The performance of docbook2X, and most other DocBook tools[2] can be summed up in a short phrase: they are slow.
On a modern computer producing only a few man pages at a time, with the right software — namely, libxslt as the XSLT processor — the DocBook tools are fast enough. But their slowness becomes a hindrance for generating hundreds or even thousands of man pages at a time.
The author of docbook2X encounters this problem whenever he tries to do automated tests of the docbook2X package. Presented below are some actual benchmarks, and possible approaches to efficient DocBook to man pages conversion.
Table 1. docbook2X running times on
2157 refentry
documents
Step | Time for all pages | Avg. time per page |
---|---|---|
DocBook to Man-XML | 519.61 s | 0.24 s |
Man-XML to man-pages | 383.04 s | 0.18 s |
roff character mapping | 6.72 s | 0.0031 s |
Total | 909.37 s | 0.42 s |
The above benchmark was run on 2157 documents coming from the doclifter man-page-to-DocBook conversion tool. The man pages come from the section 1 man pages installed in the author’s Linux system. The XML files total 44.484 MiB, and on average are 20.6KiB long.
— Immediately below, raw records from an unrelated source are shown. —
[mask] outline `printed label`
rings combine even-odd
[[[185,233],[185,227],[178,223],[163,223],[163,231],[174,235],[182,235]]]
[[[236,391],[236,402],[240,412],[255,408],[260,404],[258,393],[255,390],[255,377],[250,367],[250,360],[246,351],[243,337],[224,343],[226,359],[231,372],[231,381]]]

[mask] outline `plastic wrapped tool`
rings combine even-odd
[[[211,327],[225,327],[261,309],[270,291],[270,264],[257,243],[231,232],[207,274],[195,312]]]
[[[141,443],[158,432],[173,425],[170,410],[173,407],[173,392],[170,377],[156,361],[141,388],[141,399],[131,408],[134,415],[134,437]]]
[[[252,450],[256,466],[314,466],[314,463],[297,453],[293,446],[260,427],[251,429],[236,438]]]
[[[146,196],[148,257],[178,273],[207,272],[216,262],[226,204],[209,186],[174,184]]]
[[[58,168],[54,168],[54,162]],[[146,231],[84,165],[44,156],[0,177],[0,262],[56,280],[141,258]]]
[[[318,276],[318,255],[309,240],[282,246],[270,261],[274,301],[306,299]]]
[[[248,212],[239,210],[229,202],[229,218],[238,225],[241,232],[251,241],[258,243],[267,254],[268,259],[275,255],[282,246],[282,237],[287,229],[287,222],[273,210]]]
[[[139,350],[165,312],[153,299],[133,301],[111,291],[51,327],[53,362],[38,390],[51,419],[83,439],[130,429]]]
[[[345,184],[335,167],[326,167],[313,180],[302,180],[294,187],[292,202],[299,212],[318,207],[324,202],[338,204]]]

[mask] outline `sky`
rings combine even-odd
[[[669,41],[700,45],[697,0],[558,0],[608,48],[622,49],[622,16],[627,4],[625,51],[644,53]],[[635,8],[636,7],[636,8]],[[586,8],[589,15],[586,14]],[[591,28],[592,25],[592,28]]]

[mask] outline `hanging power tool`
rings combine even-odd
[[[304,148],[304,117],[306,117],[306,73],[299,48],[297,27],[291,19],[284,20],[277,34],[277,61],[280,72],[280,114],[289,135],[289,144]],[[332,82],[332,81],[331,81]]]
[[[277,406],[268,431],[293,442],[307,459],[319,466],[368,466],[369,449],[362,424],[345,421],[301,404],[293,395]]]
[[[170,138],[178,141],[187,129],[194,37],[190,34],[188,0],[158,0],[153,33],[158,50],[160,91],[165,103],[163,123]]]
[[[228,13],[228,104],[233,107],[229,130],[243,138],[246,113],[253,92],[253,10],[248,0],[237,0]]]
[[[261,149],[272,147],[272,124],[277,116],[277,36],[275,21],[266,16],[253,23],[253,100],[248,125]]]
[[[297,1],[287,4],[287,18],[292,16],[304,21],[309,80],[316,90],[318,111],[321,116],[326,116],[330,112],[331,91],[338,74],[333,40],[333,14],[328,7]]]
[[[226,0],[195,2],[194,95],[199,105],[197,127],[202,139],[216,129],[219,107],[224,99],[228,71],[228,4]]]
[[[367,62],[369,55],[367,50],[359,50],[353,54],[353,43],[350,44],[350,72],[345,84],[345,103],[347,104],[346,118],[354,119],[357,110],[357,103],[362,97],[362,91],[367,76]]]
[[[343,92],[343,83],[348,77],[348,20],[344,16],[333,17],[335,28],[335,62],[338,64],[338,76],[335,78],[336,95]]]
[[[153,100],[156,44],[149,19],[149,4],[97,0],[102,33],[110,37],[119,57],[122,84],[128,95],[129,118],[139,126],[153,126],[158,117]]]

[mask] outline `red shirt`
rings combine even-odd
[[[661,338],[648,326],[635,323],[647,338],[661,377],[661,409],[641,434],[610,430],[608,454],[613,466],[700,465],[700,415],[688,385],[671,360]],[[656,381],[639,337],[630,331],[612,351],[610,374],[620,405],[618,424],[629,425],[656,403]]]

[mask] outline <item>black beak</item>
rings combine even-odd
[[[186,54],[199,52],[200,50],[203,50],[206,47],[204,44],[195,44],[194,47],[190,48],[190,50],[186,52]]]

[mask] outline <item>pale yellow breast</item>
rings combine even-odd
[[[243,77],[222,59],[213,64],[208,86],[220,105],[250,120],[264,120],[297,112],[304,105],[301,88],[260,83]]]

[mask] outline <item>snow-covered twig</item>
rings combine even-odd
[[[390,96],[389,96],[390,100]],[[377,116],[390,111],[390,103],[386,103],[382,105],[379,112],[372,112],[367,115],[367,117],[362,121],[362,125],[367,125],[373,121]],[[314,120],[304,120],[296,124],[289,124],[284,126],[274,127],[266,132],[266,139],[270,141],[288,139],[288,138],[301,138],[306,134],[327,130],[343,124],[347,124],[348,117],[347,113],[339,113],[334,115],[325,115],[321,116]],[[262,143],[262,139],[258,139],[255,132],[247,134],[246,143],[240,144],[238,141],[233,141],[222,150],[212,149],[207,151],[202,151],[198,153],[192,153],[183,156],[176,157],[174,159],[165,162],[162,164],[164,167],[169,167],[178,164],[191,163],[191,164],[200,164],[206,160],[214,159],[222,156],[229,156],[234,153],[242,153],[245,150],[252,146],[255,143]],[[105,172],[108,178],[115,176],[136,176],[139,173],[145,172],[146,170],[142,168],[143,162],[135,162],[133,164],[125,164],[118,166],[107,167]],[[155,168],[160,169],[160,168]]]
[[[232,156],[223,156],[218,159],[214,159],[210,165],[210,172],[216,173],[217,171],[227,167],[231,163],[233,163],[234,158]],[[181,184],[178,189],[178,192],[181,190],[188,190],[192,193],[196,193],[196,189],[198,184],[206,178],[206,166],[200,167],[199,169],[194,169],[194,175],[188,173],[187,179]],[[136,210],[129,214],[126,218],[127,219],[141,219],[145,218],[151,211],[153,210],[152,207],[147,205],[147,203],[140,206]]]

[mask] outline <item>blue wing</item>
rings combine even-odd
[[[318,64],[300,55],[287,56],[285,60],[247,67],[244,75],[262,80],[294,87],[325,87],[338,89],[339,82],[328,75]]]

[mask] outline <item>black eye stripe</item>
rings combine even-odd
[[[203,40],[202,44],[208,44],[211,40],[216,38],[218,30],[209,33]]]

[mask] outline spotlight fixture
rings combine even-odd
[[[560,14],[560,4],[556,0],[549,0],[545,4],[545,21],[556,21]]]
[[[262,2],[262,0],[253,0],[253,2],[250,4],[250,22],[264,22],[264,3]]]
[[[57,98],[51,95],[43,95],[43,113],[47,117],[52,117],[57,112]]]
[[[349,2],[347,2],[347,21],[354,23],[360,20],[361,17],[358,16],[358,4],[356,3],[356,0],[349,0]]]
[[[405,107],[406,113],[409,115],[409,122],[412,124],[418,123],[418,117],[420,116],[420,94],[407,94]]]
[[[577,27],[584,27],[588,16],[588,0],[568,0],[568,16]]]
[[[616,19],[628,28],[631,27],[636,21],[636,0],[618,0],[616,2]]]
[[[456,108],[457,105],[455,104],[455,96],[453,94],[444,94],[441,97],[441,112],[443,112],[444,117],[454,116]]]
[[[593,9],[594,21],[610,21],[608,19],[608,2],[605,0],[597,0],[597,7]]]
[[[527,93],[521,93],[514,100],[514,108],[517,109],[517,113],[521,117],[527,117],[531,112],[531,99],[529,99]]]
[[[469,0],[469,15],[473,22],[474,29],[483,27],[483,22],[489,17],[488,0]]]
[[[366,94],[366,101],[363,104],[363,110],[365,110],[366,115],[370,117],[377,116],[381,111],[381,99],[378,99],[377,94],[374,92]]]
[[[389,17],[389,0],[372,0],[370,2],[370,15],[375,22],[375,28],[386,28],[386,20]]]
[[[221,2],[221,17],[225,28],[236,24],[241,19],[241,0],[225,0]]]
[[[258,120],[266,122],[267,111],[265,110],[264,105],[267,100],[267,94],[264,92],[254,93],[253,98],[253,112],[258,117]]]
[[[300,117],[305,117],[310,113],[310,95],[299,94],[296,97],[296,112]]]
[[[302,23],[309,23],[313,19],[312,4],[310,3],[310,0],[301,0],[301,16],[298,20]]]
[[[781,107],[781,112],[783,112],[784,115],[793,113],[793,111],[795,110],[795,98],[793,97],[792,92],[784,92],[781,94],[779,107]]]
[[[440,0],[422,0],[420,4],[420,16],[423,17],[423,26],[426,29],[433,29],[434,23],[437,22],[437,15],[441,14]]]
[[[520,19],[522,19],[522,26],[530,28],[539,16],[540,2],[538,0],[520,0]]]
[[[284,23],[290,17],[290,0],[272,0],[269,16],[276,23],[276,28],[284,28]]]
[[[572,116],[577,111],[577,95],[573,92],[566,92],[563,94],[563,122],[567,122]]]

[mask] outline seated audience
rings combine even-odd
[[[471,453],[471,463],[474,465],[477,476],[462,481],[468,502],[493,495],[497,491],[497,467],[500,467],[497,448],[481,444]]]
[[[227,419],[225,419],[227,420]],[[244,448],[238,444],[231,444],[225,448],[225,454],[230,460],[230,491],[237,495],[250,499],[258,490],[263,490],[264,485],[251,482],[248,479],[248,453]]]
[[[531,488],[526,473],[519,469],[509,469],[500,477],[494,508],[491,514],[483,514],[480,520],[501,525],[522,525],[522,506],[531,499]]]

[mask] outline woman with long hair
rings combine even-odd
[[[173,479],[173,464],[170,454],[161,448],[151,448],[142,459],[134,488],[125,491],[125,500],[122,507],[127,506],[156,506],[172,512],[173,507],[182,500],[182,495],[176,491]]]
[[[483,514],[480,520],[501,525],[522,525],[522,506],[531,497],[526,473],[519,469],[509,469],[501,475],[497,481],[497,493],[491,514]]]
The results were obtained using the test script in test/mass/test.pl
, using the default man-page
conversion options. The test script employs the obvious
optimizations, such as only loading once the XSLT processor, the
man-pages stylesheet, db2x_manxml and utf8trans.
Unfortunately, there does not seem to be obvious ways that the performance can be improved, short of re-implementing the tranformation program in a tight programming language such as C.
Some notes on possible bottlenecks:
Character mapping by utf8trans is very fast compared to the other stages of the transformation. Even loading utf8trans separately for each document only doubles the running time of the character mapping stage.
Even though the XSLT processor is written in C, XSLT processing
is still comparatively slow. It takes double the time of the Perl
script[3] db2x_manxml, even though the XSLT portion
and the Perl portion are processing documents of around the same
size[4] (DocBook refentry
documents and Man-XML
documents).
In fact, profiling the stylesheets shows that a significant amount of time is spent on the localization templates, in particular the complex XPath navigation used there. An obvious optimization is to use XSLT keys for the same functionality.
However, when that is implemented, the author found that the
time used for setting up
keys dwarfs the time savings from avoiding the complex
XPath navigation. It adds an extra 10s to the processing time for
the 2157 documents. Upon closer examination of the libxslt source
code, XSLT keys are seen to be implemented rather inefficiently:
each key pattern x
causes the entire input document
to be traversed once by evaluating the XPath //
!x
Perhaps a C-based XSLT processor written with the best performance in mind (libxslt is not particularly the most efficiently coded) may be able to achieve better conversion times, without losing all the nice advantages of XSLT-based tranformation. Or failing that, one can look into efficient, stream-based transformations (STX).
[2] with the notable exception of the docbook-to-man tool based on the instant stream processor (but this tool has many correctness problems)
[3] From preliminary estimates, the Pure-XSLT solution takes only slightly longer at this stage: .22 s per page
[4] Of course, conceptually, DocBook processing is more complicated. So these timings also give us an estimate of the cost of DocBook’s complexity: twice the cost over a simpler document type, which is actually not too bad.